Murphy began working on the FarmWin 97 team 4 years ago. The farmer team has expanded from 2 farmers in 1989 to 12 today. Murphy hopes FarmWin 97 will help him decide if he should develop an organic version of no-till using small grains such as barley or hard red spring wheat. He expects the software to answer such questions as what are the costs versus the savings of keeping the ground covered year round? Then he'll balance the financial figures with his own estimate of the environmental costs and benefits.

Eventually, says company president Brustuen, the plan is to include more of the environmental side of farming, connecting it to programs that, for example, predict how much fertilizer is needed, to avoid waste. "We carefully designed FarmWin 97 for expansion," he says.

Brustuen has temporarily stopped farming to devote all of his time to getting the company off the ground. He says he has made the layout of his database public to help other companies integrate their software with FarmWin 97. The aim of FarmWin 97 is to set the standard in farm software so that all other farm programs will be compatible with it.

Easy As Pie

Alessi says he has seen FarmWin 97 spark some lively discussions around a family farm table. Even family members a bit skeptical of the program jump in when they see pie charts clearly show a certain farm operation taking a bigger slice out of the family's time budget than they expected.

He says he has seen farmers change operations after using the software, sometimes hiring another to do a task cheaper than they could do it for themselves. He's also seen them use the data to negotiate cheaper rents on the least profitable of their leased fields.

Russell Rogotzke, who farms 475 acres of corn, soybeans, and sweet corn and peas grown for Del Monte, has used Farmbook, an earlier version of FarmWin 97, to make changes on both sides of leasing arrangements. He has not only asked for lower rents because of lower profits, but he has also found that certain fields he hires himself out to plant for others may require so much extra diesel fuel because of the number of turns involved that they're not worth his efforts.

Rogotzke believes the assistance the software has given him over the years accounts for the mellower, easily tilled soil on his Springfield, Minnesota, farm. Each year, he makes changes based on the program.

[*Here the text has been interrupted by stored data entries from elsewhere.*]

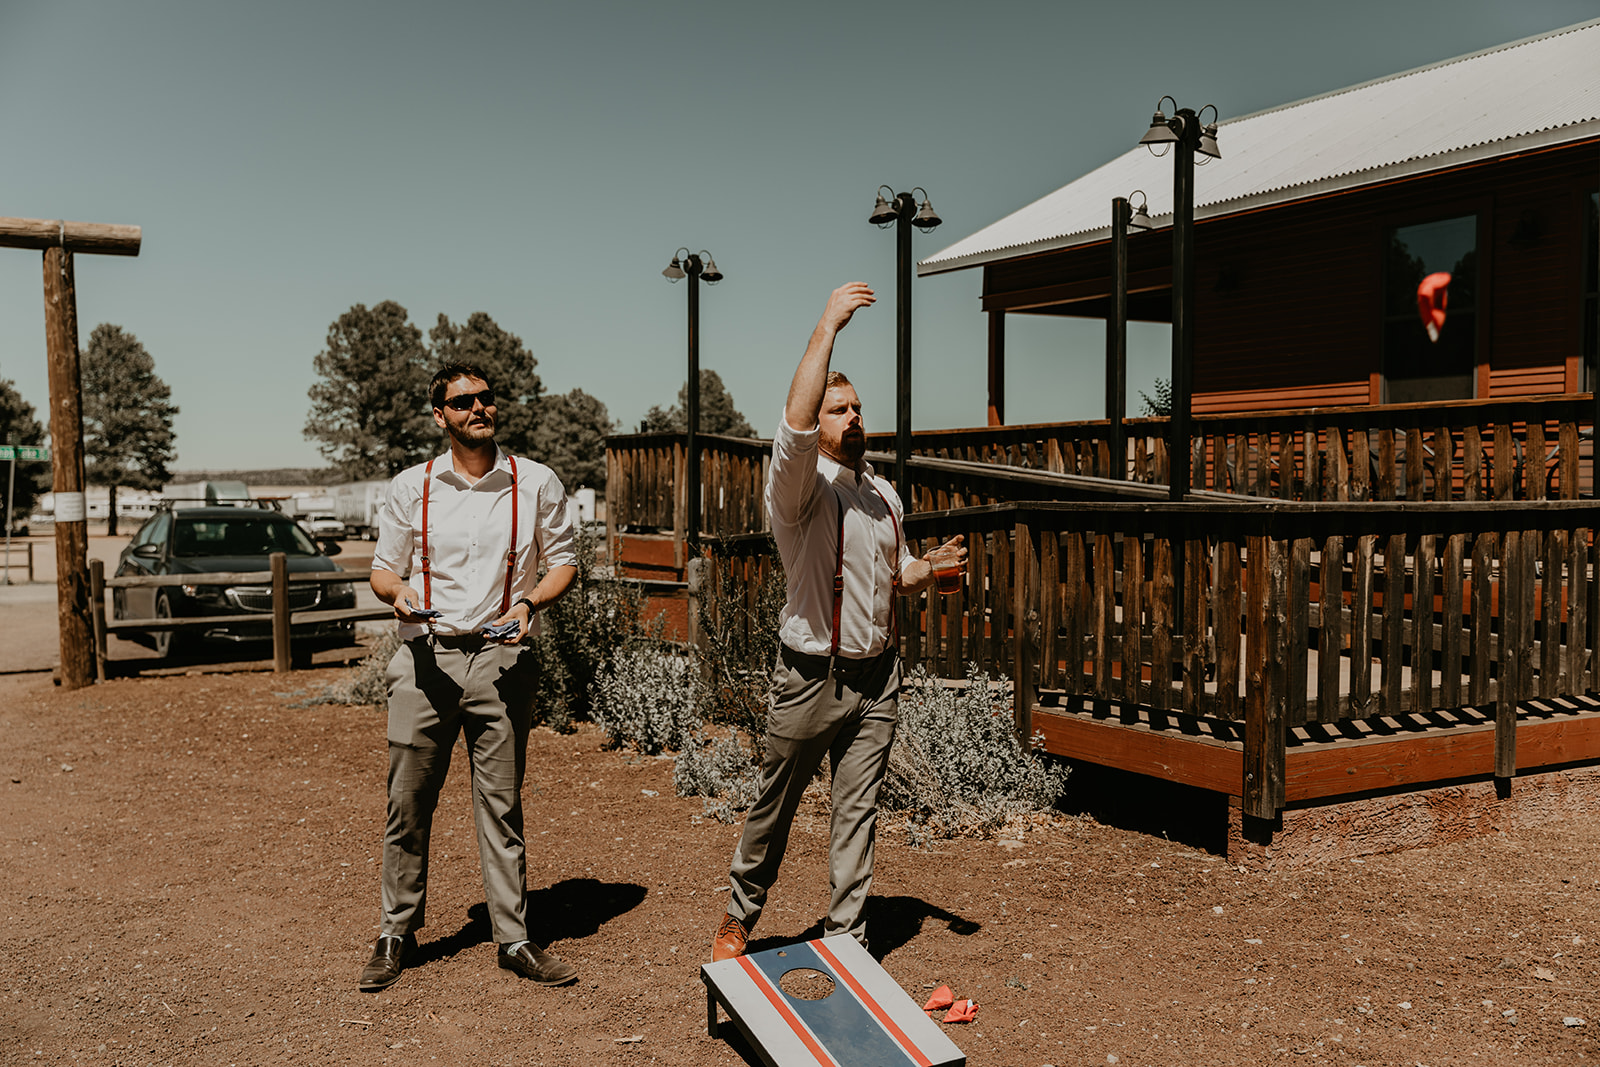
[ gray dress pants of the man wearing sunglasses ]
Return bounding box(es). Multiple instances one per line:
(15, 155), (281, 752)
(381, 637), (536, 944)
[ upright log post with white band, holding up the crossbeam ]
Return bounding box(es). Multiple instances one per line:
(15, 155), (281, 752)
(45, 246), (94, 689)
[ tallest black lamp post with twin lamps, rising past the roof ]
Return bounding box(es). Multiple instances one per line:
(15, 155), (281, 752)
(1139, 96), (1222, 501)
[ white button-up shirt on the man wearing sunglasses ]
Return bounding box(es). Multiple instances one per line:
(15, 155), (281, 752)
(373, 451), (578, 640)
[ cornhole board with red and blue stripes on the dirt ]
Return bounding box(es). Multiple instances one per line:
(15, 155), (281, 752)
(701, 934), (966, 1067)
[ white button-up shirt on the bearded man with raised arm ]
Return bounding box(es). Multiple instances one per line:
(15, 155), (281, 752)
(766, 419), (912, 659)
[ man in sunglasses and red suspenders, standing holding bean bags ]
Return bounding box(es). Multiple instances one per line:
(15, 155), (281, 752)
(358, 363), (578, 992)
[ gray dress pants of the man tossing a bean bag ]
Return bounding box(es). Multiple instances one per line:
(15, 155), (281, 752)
(728, 646), (901, 942)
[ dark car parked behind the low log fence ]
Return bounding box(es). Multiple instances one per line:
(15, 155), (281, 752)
(112, 507), (355, 657)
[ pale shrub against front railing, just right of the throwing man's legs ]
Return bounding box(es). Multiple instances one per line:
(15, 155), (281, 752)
(878, 665), (1067, 838)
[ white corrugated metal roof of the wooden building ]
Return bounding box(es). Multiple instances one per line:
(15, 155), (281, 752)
(917, 19), (1600, 275)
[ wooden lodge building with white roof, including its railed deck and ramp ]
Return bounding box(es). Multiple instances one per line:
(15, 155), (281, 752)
(606, 21), (1600, 859)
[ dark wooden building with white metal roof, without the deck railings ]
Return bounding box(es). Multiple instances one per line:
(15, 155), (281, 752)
(918, 21), (1600, 413)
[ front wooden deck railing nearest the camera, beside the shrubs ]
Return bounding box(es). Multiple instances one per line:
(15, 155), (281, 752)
(697, 499), (1600, 817)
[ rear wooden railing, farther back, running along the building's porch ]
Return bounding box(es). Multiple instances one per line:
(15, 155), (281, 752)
(606, 394), (1594, 536)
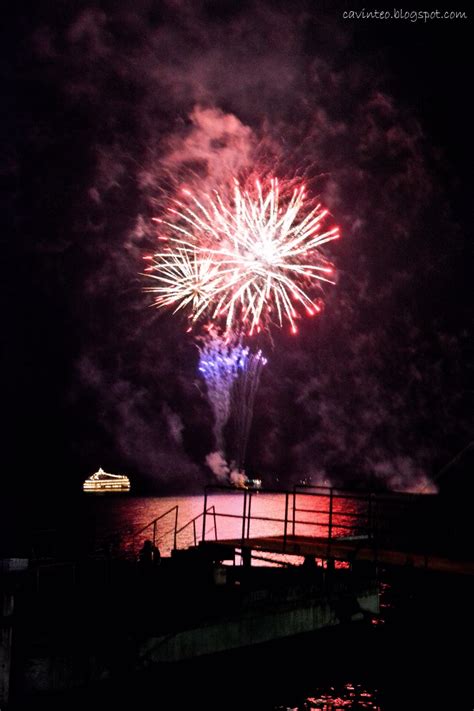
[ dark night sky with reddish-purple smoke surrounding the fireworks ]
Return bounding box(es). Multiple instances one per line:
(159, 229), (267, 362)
(1, 0), (473, 491)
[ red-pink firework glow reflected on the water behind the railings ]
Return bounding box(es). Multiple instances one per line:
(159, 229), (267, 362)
(86, 490), (366, 555)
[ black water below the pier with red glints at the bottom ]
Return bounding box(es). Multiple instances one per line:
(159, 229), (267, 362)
(5, 570), (474, 711)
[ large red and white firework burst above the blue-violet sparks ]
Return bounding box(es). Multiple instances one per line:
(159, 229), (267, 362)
(145, 179), (339, 335)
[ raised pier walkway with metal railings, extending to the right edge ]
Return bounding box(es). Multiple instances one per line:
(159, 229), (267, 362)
(196, 486), (474, 575)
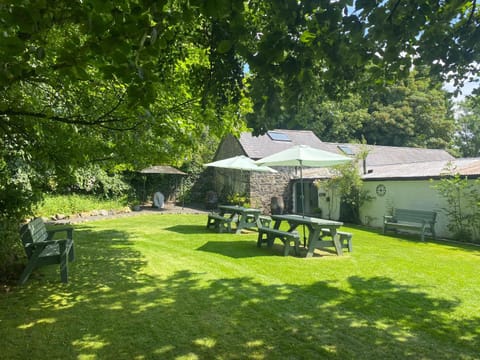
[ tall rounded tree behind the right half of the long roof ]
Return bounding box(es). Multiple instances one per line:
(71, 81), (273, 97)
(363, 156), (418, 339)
(357, 72), (454, 148)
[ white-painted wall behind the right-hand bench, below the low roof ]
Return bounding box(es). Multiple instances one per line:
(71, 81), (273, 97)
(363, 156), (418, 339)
(360, 180), (450, 238)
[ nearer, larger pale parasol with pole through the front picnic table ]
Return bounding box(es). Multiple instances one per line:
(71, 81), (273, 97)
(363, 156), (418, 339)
(256, 145), (352, 241)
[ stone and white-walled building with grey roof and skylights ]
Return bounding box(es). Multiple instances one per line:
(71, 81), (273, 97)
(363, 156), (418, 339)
(215, 130), (480, 237)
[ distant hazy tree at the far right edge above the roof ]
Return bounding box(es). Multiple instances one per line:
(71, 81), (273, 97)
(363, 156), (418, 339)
(455, 94), (480, 157)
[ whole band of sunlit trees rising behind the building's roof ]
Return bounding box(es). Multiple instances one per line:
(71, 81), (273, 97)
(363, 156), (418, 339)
(292, 71), (455, 148)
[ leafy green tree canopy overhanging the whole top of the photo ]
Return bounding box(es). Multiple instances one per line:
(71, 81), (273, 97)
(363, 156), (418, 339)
(0, 0), (480, 270)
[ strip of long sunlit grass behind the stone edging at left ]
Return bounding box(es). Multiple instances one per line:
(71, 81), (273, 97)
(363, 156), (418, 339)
(35, 194), (127, 217)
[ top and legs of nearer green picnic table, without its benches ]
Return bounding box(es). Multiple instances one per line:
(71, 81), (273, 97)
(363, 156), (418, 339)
(272, 214), (343, 258)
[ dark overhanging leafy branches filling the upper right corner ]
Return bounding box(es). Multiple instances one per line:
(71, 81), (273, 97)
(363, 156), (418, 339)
(247, 0), (480, 132)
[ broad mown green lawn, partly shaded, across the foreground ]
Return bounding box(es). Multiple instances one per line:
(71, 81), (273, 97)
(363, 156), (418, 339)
(0, 215), (480, 359)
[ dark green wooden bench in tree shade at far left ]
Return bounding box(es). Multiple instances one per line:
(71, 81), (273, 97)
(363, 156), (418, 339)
(18, 218), (75, 285)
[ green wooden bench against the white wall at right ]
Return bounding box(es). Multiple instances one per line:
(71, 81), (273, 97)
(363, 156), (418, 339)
(383, 209), (437, 241)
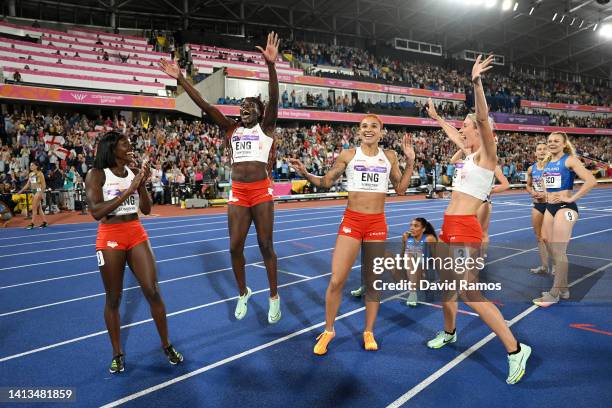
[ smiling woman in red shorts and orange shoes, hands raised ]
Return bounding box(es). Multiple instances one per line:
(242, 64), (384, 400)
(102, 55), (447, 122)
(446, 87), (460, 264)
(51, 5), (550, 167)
(289, 115), (415, 355)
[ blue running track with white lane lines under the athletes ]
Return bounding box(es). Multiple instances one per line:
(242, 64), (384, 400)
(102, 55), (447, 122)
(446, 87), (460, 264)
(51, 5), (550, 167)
(0, 188), (612, 408)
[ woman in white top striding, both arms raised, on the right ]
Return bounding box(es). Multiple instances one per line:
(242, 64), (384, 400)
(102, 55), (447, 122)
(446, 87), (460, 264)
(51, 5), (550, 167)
(427, 56), (531, 384)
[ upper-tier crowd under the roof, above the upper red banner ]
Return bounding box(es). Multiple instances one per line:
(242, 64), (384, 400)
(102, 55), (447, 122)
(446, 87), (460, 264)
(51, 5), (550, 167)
(283, 41), (611, 108)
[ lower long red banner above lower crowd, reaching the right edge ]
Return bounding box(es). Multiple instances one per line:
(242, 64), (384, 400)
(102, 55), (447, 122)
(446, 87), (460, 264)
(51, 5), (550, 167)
(215, 105), (612, 135)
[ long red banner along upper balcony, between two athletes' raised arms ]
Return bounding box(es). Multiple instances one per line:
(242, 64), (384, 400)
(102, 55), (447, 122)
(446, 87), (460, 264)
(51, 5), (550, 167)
(225, 68), (465, 101)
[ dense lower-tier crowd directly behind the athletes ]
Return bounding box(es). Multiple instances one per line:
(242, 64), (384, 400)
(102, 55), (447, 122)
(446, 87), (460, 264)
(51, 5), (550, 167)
(0, 113), (612, 202)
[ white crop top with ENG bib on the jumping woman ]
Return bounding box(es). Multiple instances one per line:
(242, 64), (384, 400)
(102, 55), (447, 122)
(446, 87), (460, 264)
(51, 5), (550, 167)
(231, 124), (274, 163)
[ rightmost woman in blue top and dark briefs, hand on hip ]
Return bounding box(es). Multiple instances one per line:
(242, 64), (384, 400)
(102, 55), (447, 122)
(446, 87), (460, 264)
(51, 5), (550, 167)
(533, 132), (597, 307)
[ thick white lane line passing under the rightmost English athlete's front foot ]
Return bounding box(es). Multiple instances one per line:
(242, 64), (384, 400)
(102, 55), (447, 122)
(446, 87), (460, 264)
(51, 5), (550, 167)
(387, 262), (612, 408)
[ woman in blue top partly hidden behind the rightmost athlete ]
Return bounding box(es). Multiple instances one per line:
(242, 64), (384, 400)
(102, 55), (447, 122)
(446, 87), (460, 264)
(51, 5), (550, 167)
(526, 142), (548, 273)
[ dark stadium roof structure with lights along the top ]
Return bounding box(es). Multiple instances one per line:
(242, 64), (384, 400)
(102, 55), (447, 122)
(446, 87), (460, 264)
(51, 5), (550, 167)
(8, 0), (612, 78)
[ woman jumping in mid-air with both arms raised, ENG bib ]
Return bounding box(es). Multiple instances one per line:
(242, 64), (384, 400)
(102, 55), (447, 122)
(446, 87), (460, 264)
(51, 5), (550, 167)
(160, 32), (281, 324)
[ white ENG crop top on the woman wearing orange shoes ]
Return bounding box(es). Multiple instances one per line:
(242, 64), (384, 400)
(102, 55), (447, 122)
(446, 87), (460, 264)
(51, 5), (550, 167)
(345, 147), (391, 193)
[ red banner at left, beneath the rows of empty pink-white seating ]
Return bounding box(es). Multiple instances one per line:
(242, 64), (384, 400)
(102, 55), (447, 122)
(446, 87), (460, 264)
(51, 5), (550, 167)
(0, 85), (176, 110)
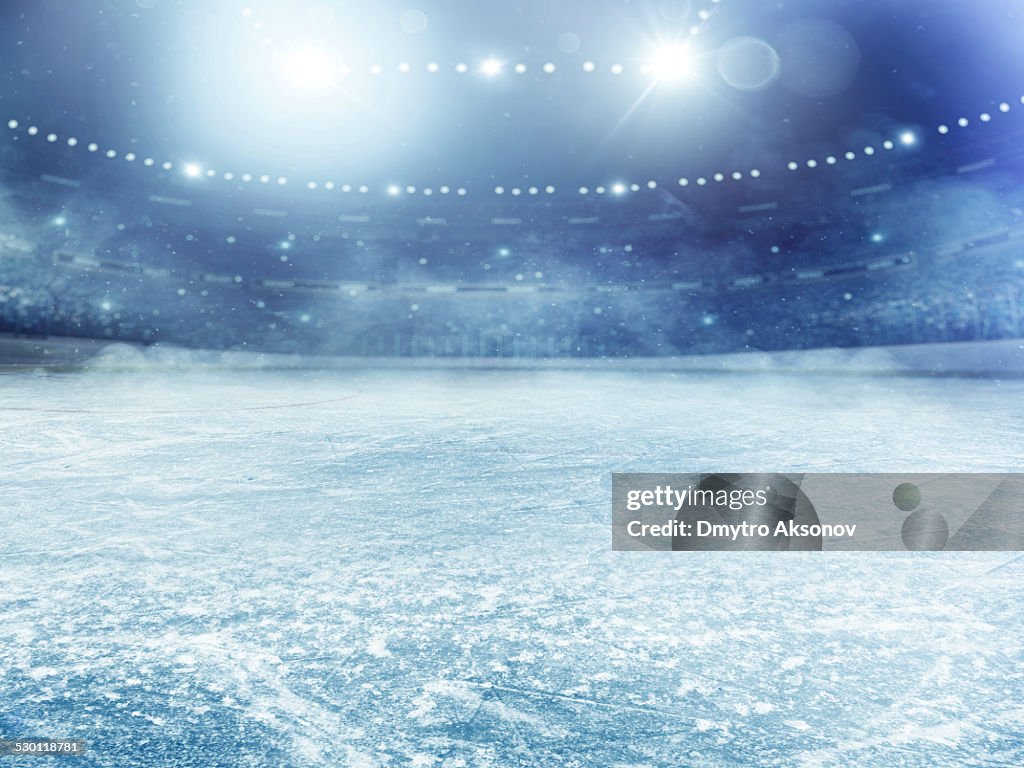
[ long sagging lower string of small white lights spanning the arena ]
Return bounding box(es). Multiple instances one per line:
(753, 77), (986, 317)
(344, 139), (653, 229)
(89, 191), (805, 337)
(7, 96), (1024, 199)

"I haven't plowed in quite a number of years," he says. "I believe that's why my soil didn't blow in the extremely high winds we had last spring. And I appreciate the way the computer program allows me direct access to USDA researchers.

"We need instant information to help us meet the challenges of agriculture," says Rogotzke. "One of those challenges is for us to be environmentally sound so we can pass on good farmland to future generations."  — By Don Comis.